International Data Corporation (IDC) has reported in its Quarterly Mobile Phone Tracker that 101 million smartphones were shipped in the emerging markets of Southeast Asia (SEA) during 2016, a 4.3% year-over-year (YoY) growth versus 2015. Samsung maintained its pole position in the emerging SEA smartphone market, with 23% market share in 2016. However, its market share was cannibalised by China’s top three players, Oppo, Huawei and Vivo that has a combined 21% market share. IDC categorises Indonesia, Malaysia, Myanmar, Philippines, Thailand and Vietnam as emerging markets in SEA, while Singapore is classified as a mature market.
China's smartphone vendors continue to increase their penetration into SEA and now account for one-fifth of the SEA smartphone market in 2016. Various factors have contributed to the success of each brand, although aggressive marketing activities were the common element.
Top three players
Oppo, being half-a-decade-old in SEA, has become one of the leading vendors by investing heavily in its marketing activities and incentivising its resellers. It standardised its marketing approach across countries, mainly relying on local celebrities as brand ambassadors to promote itself as an “aspirational/trendy” brand and targeting mainly the millennial crowd.
Huawei is one of the oldest players in the region, with roots in operator partnerships. It has improved its reputation over the years as it progressed to providing handsets that have undergone significant improvements to quality and build. Similar to Oppo, Huawei's marketing approach is standardised across the region; however, the company makes use of international ambassadors rather than local ones. Moreover, Huawei focuses more on the features and quality of its key flagship models in its marketing as opposed to relying on the star power of celebrity endorsers.
Vivo, a contender from the same parent company as Oppo, BBK, has been following the same approach as Oppo, within and outside China. However, it had a slower start in SEA as it faced various challenges, mainly inventory management and competition from Oppo. Its growth was slow and gradual as it played itself up as a global brand initially by appearing in international movies and having Caucasian models in its ads. However, toward the end of 2016, Vivo started to use local celebrity ambassadors as well for its marketing for better familiarity among locals.
Figure 1: IDC Chart showing the Top 5 smartphone vendors, emerging SEA shipments, market share and YoY growth throughout 2016 (units in millions).
Focusing on cameras
The three vendors’ products have unique attributes that they promote a lot in their marketing initiatives. Oppo and Vivo would highlight their “selfie”-specialised handsets such as Oppo’s F1 series and Vivo’s V5 series, targeting enthusiastic self-shooters. Huawei, on the other hand, accentuated the photography quality of its device, namely the P9 series, targeting photography enthusiasts. Furthermore, the three vendors’ marketing collaterals would be placed in highly populated cities and areas with high human traffic.
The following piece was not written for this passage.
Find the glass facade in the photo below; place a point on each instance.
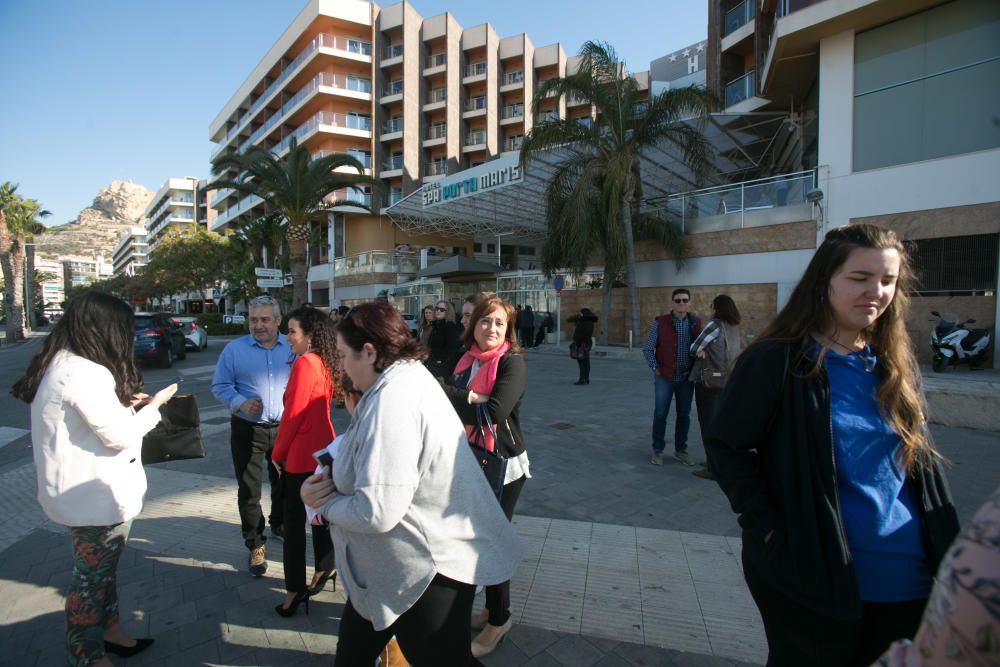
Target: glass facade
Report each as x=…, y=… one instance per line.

As the China-based vendors strengthen their positions further in the region, local vendors and lesser-known ones are getting squeezed as their sales and brand strength weaken, combined with component shortages impacting the smartphone supply chain in 2016H2. The component supply shortage is expected to continue for the rest of 2017H1, affecting some of the local and lesser-known vendors. Manufacturers are required to be cautious with their supply distribution in order to cope with orders coming from top China-based vendors and several global players that are already ramping up their orders in preparation for the release of new handsets in 2017 across the globe.
“As the smartphone market matures and replacement demand becomes the key driver particularly in urban areas, vendors that cater to customers’ expectations of a better experience are more likely to succeed. Both China-based and global players will remain focused on the midrange and high-end smartphone segments while local and lesser-known vendors that operate on a smaller scale will begin to have their share in urban areas eroded that will lead them to pay more attention to rural areas where their lower price points will have a better competitive edge,” said Jensen Ooi, market analyst, Client Devices, IDC Asia/Pacific.